All proceeds from the sale of this book will go directly to the writers and their families.

ABOUT THE AUTHORS

Batool Abu Akleen is a twenty-year-old Palestinian poet and translator, born and raised in Gaza City. She is a student of English Literature and Translation at the Islamic University of Gaza. At the age of fifteen, Abu Akleen won the Parjeel Poetry Prize for her poem ‘I Did Not Steal the Cloud’, which was also translated and published as part of the anthology Di acqua e di tempo. Her poem ‘I Want a Grave’ was published in Penguin’s Letters from Gaza (2025). She was the 2024 Poet-in-Residence with Modern Poetry in Translation, for whom she collected and translated Sea Shells: An Anthology of Emerging Poets from Gaza (edited by Cristina Viti). Her poem ‘Gunpowder’ was among the winners of The London Magazine Poetry Prize 2025. Her debut bilingual poetry collection 48Kg was published by Tenement Press in June 2025. Extracts from her diaries have been performed by Leila Herandi at the Belgrade Theatre, Coventry.

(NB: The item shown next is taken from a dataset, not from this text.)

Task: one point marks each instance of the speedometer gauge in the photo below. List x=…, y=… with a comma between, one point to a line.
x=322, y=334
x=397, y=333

Nahil Mohana is the author of the novel No Men Allowed, the short story collection Life in a Square Metre and six plays including High Pressure, which received the 2008 Abdul Mohsin Al-Qattan Prize; Ghoson, which received the 2008 Children’s Culture Award; and Lipstick, which was produced by the Royal Court Theatre, London. Her writing has appeared in AGNI Online, Literary Hub, and The Washington Post. Extracts from her diaries have been performed by Maxine Peake at the Barbican Theatre, London, and Julie-Yara Atz at the Belgrade Theatre, Coventry.

Ala’a Obaid is a writer and a mother of three children. She has held a number of positions in various NGOs and cultural institutions in Gaza, including Education Officer, Creative Writing Teacher and Culture Centre Coordinator. Ala’a co-authored the books Writing Behind the Lines and Disturbing Flashbacks, both of which document the experiences of Palestinians living through the current genocide. She has published several articles in The New Arab. Excerpts from her diaries have been performed by Hind Shoufani at the Barbican Theatre, London, and by Zarah Sultana MP at the Belgrade Theatre, Coventry.

Sondos Sabra, 25, holds a bachelor’s degree in English Literature from the Islamic University of Gaza and is a founding member of the Shaghaf Youth Initiative, which organises discussions of literary works. She is a translator and writer. Her writing has appeared in MondoweissThe New Statesman, and ArabLit Quarterly. Extracts from her diaries have been performed by Yusra Warsama at the Barbican Theatre, London, and Sama Rantisi at the Belgrade Theatre, Coventry. Her piece ‘We Kill Terrorism’ was read by Maxine Peake to a crowd of 15,000 protesters outside the 2024 Labour Party Conference in Liverpool.